Indiana passes right-to-work law and is now open for business – and jobs

Central United States
Central United States



Indiana is poised to become the first right-to-work state in more than a decade after the Republican-controlled House passed legislation on Wednesday banning unions from collecting mandatory fees from workers.

It is yet another blow to organized labor in the heavily unionized Midwest, which is home to many of the country’s manufacturing jobs. Wisconsin last year stripped unions of collective bargaining rights.

The vote came after weeks of protest by minority Democrats who tried various tactics to stop the bill. They refused to show up to debate despite the threat of fines that totaled $1,000 per day and introduced dozens of amendments aimed at delaying a vote. But conceding their tactics could not last forever because they were outnumbered, they finally agreed to allow the vote to take place.

The House voted 54-44 Wednesday to make Indiana the nation’s 23rd right-to-work state.
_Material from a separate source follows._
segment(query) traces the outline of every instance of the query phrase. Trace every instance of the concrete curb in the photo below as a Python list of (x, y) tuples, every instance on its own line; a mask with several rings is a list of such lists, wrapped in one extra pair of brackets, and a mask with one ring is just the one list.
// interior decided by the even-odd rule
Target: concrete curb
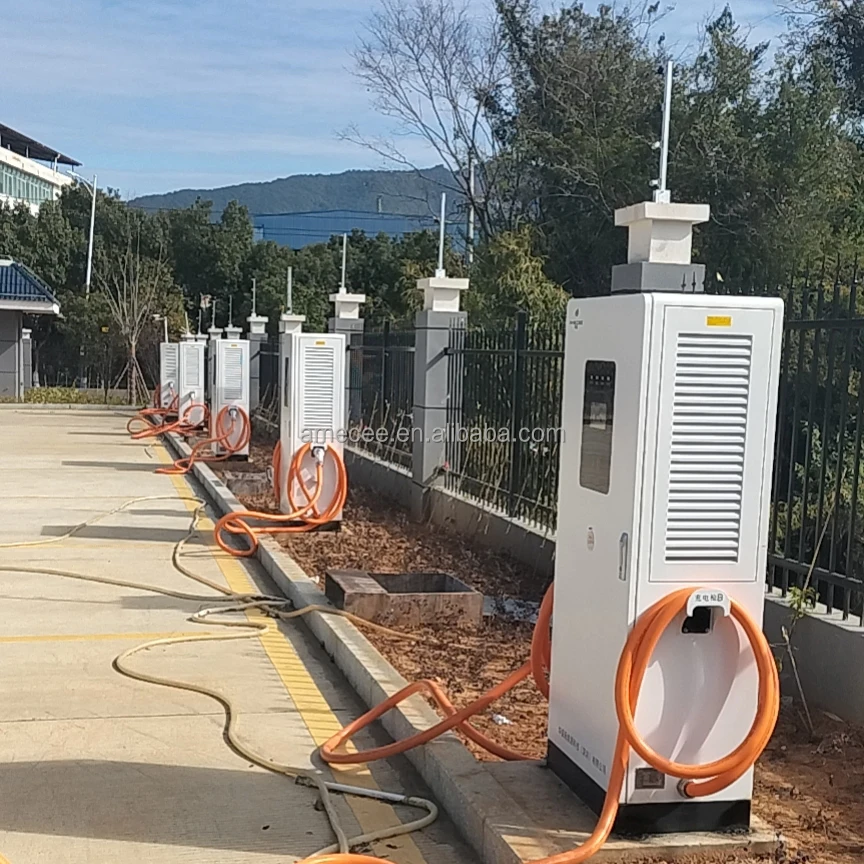
[[(191, 448), (180, 436), (170, 433), (165, 437), (177, 455), (190, 454)], [(192, 470), (223, 514), (244, 509), (206, 464), (196, 463)], [(323, 591), (272, 537), (259, 538), (257, 558), (295, 608), (331, 605)], [(311, 613), (302, 620), (369, 708), (380, 704), (408, 683), (350, 621), (320, 613)], [(379, 722), (394, 740), (400, 740), (422, 732), (440, 720), (440, 716), (421, 697), (414, 696), (389, 711)], [(574, 835), (567, 830), (537, 827), (538, 814), (529, 814), (455, 735), (443, 735), (423, 747), (409, 750), (405, 756), (483, 864), (524, 864), (526, 860), (572, 849), (581, 842), (574, 840)], [(531, 768), (537, 763), (519, 764)], [(560, 788), (563, 790), (563, 786)], [(570, 802), (569, 793), (565, 794)], [(589, 818), (593, 828), (594, 817)], [(677, 842), (671, 839), (667, 842), (663, 837), (649, 838), (641, 843), (613, 841), (592, 860), (598, 864), (624, 864), (658, 854), (671, 860), (699, 851), (748, 848), (756, 853), (772, 852), (776, 848), (773, 832), (764, 824), (754, 825), (754, 829), (749, 840), (710, 835), (711, 839), (706, 842), (705, 835), (685, 835), (683, 840), (681, 835), (674, 835)]]
[[(182, 438), (173, 433), (166, 437), (178, 455), (189, 455), (191, 449)], [(244, 509), (206, 464), (196, 463), (192, 470), (223, 514)], [(295, 608), (331, 605), (315, 582), (272, 537), (260, 539), (258, 560)], [(408, 683), (350, 621), (319, 613), (306, 615), (302, 620), (369, 708)], [(380, 722), (398, 740), (428, 729), (440, 720), (422, 698), (415, 696), (385, 714)], [(484, 864), (522, 864), (522, 858), (493, 826), (529, 825), (528, 814), (455, 735), (444, 735), (425, 747), (409, 751), (406, 757)]]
The measure is expected to face little opposition in Indiana’s Republican-controlled Senate and could reach Republican Gov. Mitch Daniels’ desk shortly before the Feb. 5 Super Bowl in Indianapolis.

“This announces especially in the Rust Belt, that we are open for business here,” Republican House Speaker Brian Bosma said of the right-to-work proposal that would ban unions from collecting mandatory representation fees from workers.

Republicans recently attempted similar anti-union measures in other Rust-Belt states like Wisconsin and Ohio where they have faced massive backlash. Ohio voters overturned Gov. John Kasich’s labor measures last November and union activists delivered roughly 1 million petitions last week in an effort to recall Wisconsin Gov. Scott Walker.

Indiana would mark the first win in 10 years for national right-to-work advocates who have pushed unsuccessfully for the measure in other states following a Republican sweep of statehouses in 2010. But few right-work states boast Indiana’s union clout, borne of a long manufacturing legacy.

Every time one state enacts a right-to-work law, it puts competitive pressure on other states. The reason why is because businesses are attracted to right-to-work states, and they will prefer to expand there, rather than in union-friendly states. In fact, some companies will just up and move to right-to-work states, leaving the union-friendly states with no employers at all.

2 thoughts on “Indiana passes right-to-work law and is now open for business – and jobs”

    1. It means that you get to work in any job you want without being forced to join a union. I wanted to be a teacher, for example, but I can’t, because I don’t want to join a union. When you join a union, they take some of your salary and use it to push for nasty things like abortion and gay marriage, blech!